Announcement Subsystem ¶

One of the core functions that arXiv provides is long-term high-fidelity storage of e-print announcements and attendant metadata. Ensuring the integrity of that service is vital to maintaining trust within the scientific communities that arXiv serves.

Contents

Key Requirements ¶

Permanent long-term preservation and availability of arXiv e-prints, including original submission source files, rendered PDFs, core metadata, and change history;
Integrity-monitoring functionality, including fixity checksums;
High availability, horizontal scaling of read access;
Must issue and resolve permanent URIs.
Supports a wide range of content types, including text, binary, data, video, image, PDF, and other formats.
High level of redundancy, including full “off site” backups and long-term archiving.

Context ¶

Transitions announcement-ready papers from the submission system to permanent canonical repository.
Generates and disseminates arXiv IDs.
Generates event notifications about new announcements, for use by other agents/services (e.g. to update search index, generate email announcements).
Provides core metadata and content for use by other services (e.g. search, browse, overlap detection).

Canonical record ¶

The arXiv canonical record is comprised of all of the announcement events and e-print versions in the arXiv corpus, including their metadata, source content, and canonical renderings.

This section describes the concepts, structure, and maintenance of the canonical record.

Goals ¶

The canonical record is the primary source of truth for e-prints announced on the arXiv platform, and is comprised of both e-print metadata and content including original submission content and derived PDFs.

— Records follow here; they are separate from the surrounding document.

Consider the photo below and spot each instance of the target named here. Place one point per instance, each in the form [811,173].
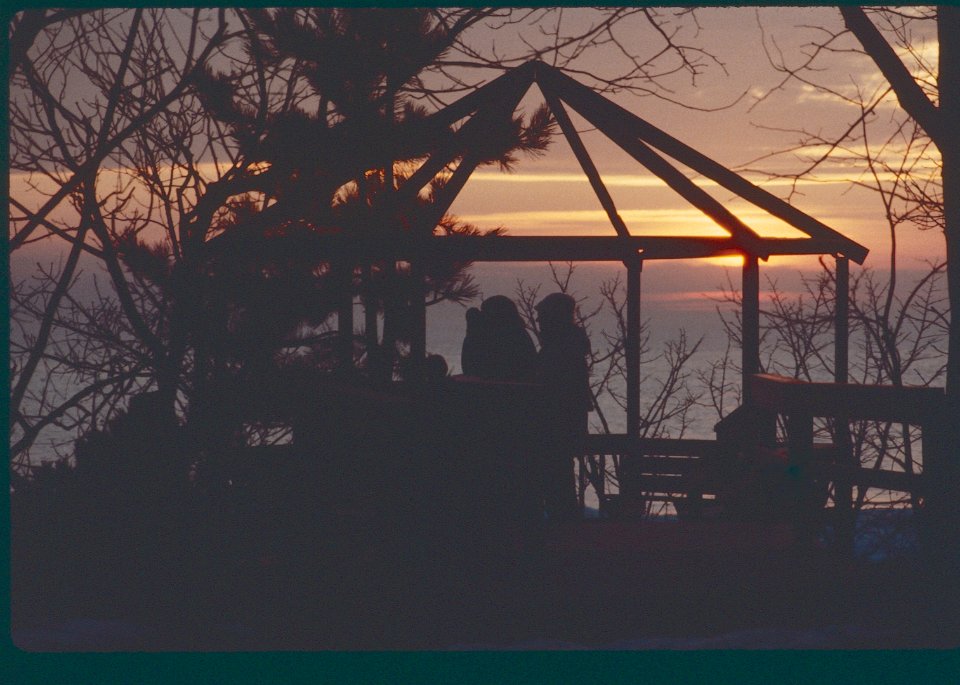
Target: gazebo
[645,143]
[482,110]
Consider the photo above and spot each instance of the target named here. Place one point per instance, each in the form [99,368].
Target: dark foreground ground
[589,585]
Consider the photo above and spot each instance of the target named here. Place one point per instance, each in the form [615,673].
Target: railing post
[750,322]
[799,425]
[418,313]
[843,485]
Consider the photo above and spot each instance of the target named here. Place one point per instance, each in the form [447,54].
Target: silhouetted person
[566,400]
[472,350]
[497,345]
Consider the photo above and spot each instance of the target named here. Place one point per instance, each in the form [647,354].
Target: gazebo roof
[639,138]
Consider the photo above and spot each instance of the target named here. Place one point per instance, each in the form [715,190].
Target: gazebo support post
[630,480]
[750,322]
[344,276]
[843,486]
[418,313]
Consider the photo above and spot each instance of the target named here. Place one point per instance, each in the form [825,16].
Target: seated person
[497,345]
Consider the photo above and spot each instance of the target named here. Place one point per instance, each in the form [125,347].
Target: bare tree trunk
[949,87]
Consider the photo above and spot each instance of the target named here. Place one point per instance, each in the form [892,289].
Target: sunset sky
[550,195]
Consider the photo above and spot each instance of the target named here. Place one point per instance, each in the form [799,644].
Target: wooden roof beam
[630,126]
[581,99]
[468,248]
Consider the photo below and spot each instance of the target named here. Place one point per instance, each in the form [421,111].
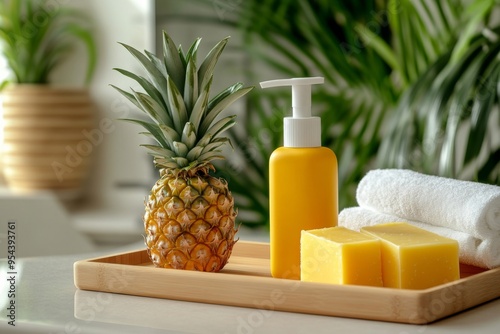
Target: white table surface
[48,302]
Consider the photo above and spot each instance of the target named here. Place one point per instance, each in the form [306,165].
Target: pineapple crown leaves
[177,100]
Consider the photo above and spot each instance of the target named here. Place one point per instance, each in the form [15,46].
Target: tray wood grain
[246,282]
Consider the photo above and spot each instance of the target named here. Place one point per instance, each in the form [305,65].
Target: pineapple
[189,215]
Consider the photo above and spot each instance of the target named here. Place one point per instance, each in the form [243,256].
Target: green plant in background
[37,36]
[408,84]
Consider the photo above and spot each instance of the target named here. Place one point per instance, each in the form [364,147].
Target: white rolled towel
[473,251]
[470,207]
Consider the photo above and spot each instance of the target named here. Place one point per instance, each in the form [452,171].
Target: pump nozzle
[301,93]
[301,130]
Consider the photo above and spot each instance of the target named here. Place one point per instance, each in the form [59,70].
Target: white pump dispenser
[301,130]
[303,181]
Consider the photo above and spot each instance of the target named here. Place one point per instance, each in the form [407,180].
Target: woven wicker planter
[46,144]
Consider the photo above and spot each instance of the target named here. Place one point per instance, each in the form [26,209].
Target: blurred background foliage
[408,84]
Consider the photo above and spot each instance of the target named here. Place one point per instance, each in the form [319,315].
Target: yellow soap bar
[413,258]
[340,256]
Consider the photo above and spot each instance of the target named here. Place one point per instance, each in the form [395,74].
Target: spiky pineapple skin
[189,222]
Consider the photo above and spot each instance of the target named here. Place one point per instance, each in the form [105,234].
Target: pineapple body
[189,215]
[190,222]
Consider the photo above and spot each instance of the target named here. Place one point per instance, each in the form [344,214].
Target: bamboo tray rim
[246,282]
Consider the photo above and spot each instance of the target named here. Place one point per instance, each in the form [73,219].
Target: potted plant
[45,127]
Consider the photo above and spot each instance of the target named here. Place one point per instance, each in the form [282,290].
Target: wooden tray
[246,282]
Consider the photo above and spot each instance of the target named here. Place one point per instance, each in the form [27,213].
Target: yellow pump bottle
[303,181]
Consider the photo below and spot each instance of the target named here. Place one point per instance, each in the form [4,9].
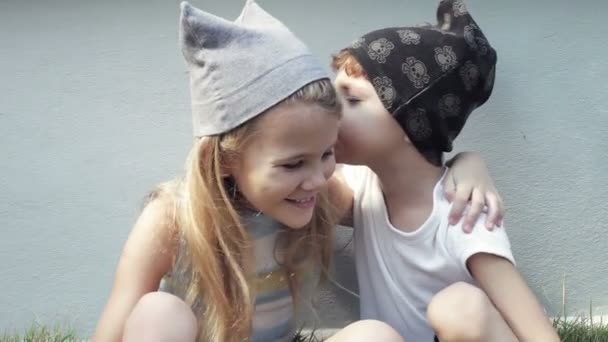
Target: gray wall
[93,112]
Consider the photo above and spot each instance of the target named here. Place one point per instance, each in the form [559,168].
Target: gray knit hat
[240,69]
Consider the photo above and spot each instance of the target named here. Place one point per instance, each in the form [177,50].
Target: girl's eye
[293,166]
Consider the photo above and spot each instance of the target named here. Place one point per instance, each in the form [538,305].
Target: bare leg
[463,312]
[160,317]
[366,330]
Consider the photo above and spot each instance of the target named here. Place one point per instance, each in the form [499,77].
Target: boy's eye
[352,100]
[293,166]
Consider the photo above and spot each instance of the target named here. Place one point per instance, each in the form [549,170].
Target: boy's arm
[506,288]
[468,181]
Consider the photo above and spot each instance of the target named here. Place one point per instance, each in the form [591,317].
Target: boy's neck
[407,180]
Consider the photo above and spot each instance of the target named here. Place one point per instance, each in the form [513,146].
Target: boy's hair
[430,78]
[344,60]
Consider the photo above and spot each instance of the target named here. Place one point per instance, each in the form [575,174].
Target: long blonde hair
[217,242]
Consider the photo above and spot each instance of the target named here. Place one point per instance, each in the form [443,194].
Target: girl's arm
[146,257]
[468,182]
[508,291]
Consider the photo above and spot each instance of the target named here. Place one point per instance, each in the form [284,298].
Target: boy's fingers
[494,210]
[477,204]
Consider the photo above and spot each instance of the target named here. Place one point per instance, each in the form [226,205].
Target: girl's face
[288,161]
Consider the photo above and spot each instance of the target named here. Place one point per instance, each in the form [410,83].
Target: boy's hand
[468,182]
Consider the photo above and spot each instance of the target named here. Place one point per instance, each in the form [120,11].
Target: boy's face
[367,129]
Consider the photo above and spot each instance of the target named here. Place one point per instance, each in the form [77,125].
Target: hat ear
[201,30]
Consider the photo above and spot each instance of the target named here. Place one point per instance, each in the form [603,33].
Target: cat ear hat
[239,69]
[430,78]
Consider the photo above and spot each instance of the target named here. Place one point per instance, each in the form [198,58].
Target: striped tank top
[273,319]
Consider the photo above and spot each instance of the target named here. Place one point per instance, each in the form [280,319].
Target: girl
[232,243]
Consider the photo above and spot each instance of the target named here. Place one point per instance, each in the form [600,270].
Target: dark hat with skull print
[430,77]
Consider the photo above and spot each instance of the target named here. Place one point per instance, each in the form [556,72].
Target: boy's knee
[460,312]
[368,330]
[160,316]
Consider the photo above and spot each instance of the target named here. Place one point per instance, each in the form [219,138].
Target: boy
[415,271]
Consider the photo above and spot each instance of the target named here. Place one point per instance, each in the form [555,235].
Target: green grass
[581,330]
[41,333]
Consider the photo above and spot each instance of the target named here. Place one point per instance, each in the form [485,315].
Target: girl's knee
[460,312]
[160,316]
[367,330]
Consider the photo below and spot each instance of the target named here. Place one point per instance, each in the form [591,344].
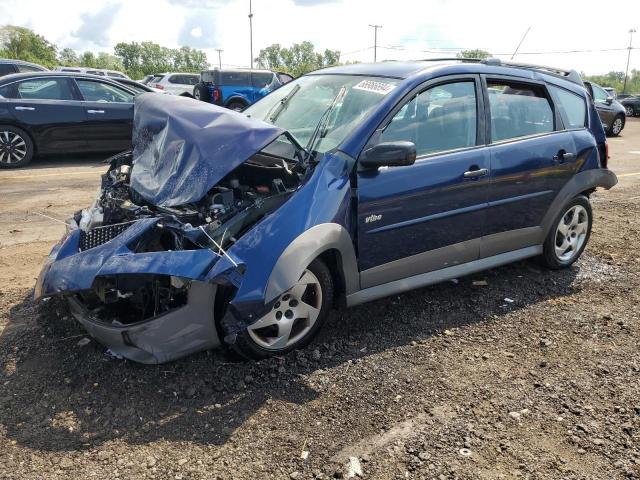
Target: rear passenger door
[532,158]
[429,215]
[108,111]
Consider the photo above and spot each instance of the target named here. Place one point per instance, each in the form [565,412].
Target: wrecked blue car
[346,185]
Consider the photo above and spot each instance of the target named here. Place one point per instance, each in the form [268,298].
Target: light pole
[251,33]
[631,32]
[375,40]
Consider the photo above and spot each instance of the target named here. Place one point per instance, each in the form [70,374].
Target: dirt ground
[535,375]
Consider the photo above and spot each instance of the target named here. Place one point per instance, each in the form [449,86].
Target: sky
[411,29]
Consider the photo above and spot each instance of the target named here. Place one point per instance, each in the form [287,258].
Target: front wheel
[569,234]
[16,147]
[295,318]
[616,126]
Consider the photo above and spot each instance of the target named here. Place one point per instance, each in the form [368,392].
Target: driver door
[430,215]
[108,112]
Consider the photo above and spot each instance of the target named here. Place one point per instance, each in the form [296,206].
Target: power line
[375,40]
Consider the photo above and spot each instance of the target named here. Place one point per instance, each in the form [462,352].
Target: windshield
[299,106]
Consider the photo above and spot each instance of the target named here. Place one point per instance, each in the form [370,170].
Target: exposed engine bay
[239,200]
[251,191]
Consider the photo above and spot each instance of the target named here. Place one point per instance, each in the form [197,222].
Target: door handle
[478,172]
[563,156]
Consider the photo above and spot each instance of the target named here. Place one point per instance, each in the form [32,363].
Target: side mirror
[389,154]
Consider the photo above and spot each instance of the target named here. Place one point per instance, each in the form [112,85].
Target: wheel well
[333,260]
[27,133]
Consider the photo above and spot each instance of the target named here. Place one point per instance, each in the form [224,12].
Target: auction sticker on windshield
[376,87]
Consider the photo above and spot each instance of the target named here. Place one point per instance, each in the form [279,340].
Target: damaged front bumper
[103,280]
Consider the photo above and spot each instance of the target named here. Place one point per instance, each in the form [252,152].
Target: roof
[404,70]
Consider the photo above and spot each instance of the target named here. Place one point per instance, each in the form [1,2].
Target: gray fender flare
[306,248]
[580,182]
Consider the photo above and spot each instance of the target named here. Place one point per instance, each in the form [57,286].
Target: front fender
[307,247]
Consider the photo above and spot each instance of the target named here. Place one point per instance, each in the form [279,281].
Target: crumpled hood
[184,147]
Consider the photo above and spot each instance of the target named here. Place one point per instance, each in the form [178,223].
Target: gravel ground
[517,372]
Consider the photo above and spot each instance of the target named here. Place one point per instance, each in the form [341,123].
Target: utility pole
[521,40]
[251,33]
[631,32]
[375,40]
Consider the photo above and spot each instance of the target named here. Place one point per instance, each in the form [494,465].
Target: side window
[518,110]
[261,80]
[572,106]
[599,94]
[43,89]
[6,69]
[235,79]
[93,91]
[439,119]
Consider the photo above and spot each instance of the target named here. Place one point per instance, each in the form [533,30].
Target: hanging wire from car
[321,128]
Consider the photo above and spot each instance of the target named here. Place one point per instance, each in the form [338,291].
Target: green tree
[476,53]
[297,60]
[68,57]
[24,44]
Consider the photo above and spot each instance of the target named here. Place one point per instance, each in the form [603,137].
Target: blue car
[347,185]
[237,89]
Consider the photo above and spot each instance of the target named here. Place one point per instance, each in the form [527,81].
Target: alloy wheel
[13,148]
[292,317]
[571,233]
[616,128]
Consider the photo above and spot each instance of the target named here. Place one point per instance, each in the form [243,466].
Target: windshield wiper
[321,128]
[277,109]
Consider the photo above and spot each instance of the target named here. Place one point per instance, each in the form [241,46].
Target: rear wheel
[569,235]
[16,148]
[295,318]
[616,126]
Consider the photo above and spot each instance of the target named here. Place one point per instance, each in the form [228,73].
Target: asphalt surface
[518,372]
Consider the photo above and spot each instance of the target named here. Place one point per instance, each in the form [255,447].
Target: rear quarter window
[573,107]
[235,79]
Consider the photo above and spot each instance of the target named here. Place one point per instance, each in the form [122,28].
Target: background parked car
[137,87]
[8,66]
[92,71]
[175,83]
[631,105]
[237,89]
[58,112]
[612,113]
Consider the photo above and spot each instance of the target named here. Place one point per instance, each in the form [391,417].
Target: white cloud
[412,29]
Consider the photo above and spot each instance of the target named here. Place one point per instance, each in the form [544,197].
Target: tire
[569,233]
[201,92]
[263,338]
[16,147]
[616,126]
[236,106]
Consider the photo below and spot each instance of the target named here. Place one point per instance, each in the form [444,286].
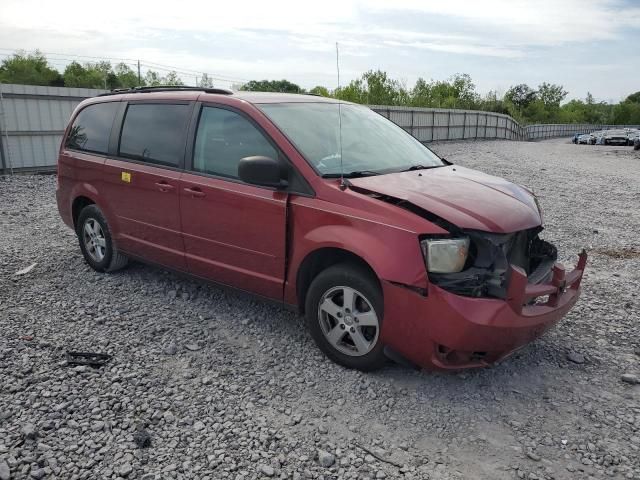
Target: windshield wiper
[420,167]
[354,174]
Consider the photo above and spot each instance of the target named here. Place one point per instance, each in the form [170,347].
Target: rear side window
[91,128]
[224,137]
[154,133]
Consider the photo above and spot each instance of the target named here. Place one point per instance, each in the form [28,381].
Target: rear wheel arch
[79,203]
[319,260]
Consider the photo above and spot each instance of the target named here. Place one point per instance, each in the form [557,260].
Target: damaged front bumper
[445,330]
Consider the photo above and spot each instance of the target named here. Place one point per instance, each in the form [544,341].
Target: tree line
[543,104]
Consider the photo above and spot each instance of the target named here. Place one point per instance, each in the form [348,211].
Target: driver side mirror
[264,171]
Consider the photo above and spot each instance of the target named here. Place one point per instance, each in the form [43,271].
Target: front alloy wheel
[348,321]
[344,309]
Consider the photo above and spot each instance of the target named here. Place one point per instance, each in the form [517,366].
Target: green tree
[520,95]
[29,69]
[551,95]
[126,77]
[172,78]
[319,90]
[633,98]
[205,81]
[283,86]
[152,78]
[86,76]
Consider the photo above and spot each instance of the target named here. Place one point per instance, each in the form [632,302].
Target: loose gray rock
[170,349]
[125,470]
[575,357]
[29,431]
[38,473]
[97,427]
[325,458]
[198,426]
[267,470]
[5,471]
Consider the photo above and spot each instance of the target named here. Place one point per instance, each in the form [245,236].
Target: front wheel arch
[319,260]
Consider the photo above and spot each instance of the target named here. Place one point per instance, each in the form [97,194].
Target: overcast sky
[585,45]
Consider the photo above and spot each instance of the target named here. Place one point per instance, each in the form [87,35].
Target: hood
[466,198]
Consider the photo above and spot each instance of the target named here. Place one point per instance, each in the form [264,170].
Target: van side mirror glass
[264,171]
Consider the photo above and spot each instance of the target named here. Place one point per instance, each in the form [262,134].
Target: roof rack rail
[167,88]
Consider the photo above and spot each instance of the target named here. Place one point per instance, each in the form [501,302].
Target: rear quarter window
[155,133]
[92,127]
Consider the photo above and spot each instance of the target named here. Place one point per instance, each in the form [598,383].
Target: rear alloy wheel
[344,314]
[96,242]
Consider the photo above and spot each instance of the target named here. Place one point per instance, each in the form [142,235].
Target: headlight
[446,255]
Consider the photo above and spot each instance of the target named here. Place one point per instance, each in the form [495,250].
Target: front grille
[490,257]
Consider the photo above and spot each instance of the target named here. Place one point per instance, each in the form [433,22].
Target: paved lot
[228,387]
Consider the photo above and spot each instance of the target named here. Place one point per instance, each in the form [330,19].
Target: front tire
[344,309]
[96,242]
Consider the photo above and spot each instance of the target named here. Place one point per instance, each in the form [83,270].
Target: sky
[584,45]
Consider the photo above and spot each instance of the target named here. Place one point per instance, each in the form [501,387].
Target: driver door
[234,233]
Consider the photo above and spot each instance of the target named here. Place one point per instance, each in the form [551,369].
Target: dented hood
[467,198]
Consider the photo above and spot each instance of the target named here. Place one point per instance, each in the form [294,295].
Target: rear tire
[96,242]
[344,309]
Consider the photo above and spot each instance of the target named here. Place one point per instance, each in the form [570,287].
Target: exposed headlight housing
[445,255]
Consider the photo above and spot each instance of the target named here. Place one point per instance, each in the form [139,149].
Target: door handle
[194,192]
[164,186]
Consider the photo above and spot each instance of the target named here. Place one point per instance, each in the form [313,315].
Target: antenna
[343,185]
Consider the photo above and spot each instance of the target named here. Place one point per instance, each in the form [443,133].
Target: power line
[151,65]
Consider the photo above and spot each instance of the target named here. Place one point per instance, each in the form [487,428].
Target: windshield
[371,144]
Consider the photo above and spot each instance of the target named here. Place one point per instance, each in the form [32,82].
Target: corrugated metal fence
[538,132]
[435,124]
[33,118]
[32,121]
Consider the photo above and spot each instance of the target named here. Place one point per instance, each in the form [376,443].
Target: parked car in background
[632,135]
[615,137]
[387,249]
[586,139]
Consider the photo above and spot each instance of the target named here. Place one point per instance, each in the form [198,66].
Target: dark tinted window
[91,128]
[224,137]
[154,133]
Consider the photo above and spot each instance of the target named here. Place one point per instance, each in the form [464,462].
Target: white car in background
[615,137]
[632,135]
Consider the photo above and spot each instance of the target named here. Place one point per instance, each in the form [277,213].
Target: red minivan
[387,249]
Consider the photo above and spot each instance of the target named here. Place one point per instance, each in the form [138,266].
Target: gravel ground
[210,384]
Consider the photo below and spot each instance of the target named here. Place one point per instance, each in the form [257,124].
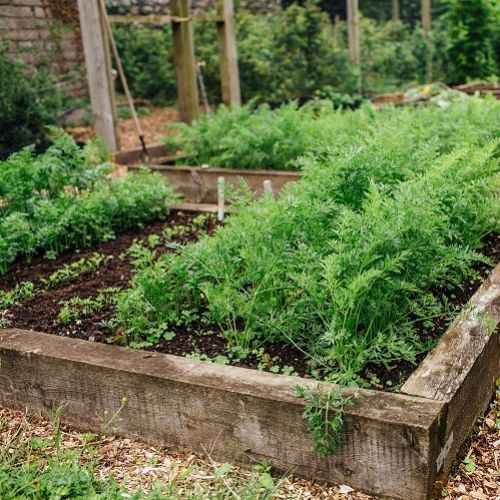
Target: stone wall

Content is organized so that it can be easily determined what papers were announced or altered on a given day.
At announcement time, the Announcement agent deposits new metadata records, source files, and PDFs in the core repository. Changes to this content can only occur through the announcement system.
The underlying storage technology must prioritize long-term durability. Availability and response latency characteristics are less important, so long as the daily announcement cycle is not significantly delayed (including deposit of new metadata and updates to secondary data stores). Since announcement is handled by a single process (and we do not expect that to change), write performance is much less important than read performance.
The content of the canonical record is verifiable. A checksum is stored for each object that is deposited in the repository that can later be used to monitor content integrity.
It must be easy to backup, replicate, mirror, and share the arXiv canonical record. This means that the system should have minimal dependencies (e.g. not require obscure software to parse metadata records, not require access to other data sources to interpret), and be conceptually as simple as possible. The metadata record should be both human readable and readily parsed for computational purposes.
Only publicly consumable information is allowed in the canonical record. This minimizes the complexity of access control, and makes it simpler to provide public APIs.

Definitions ¶

The following terms are used throughout this document. They are ordered in a narrative fashion for the sake of readability for those unfamiliar with the arXiv data model.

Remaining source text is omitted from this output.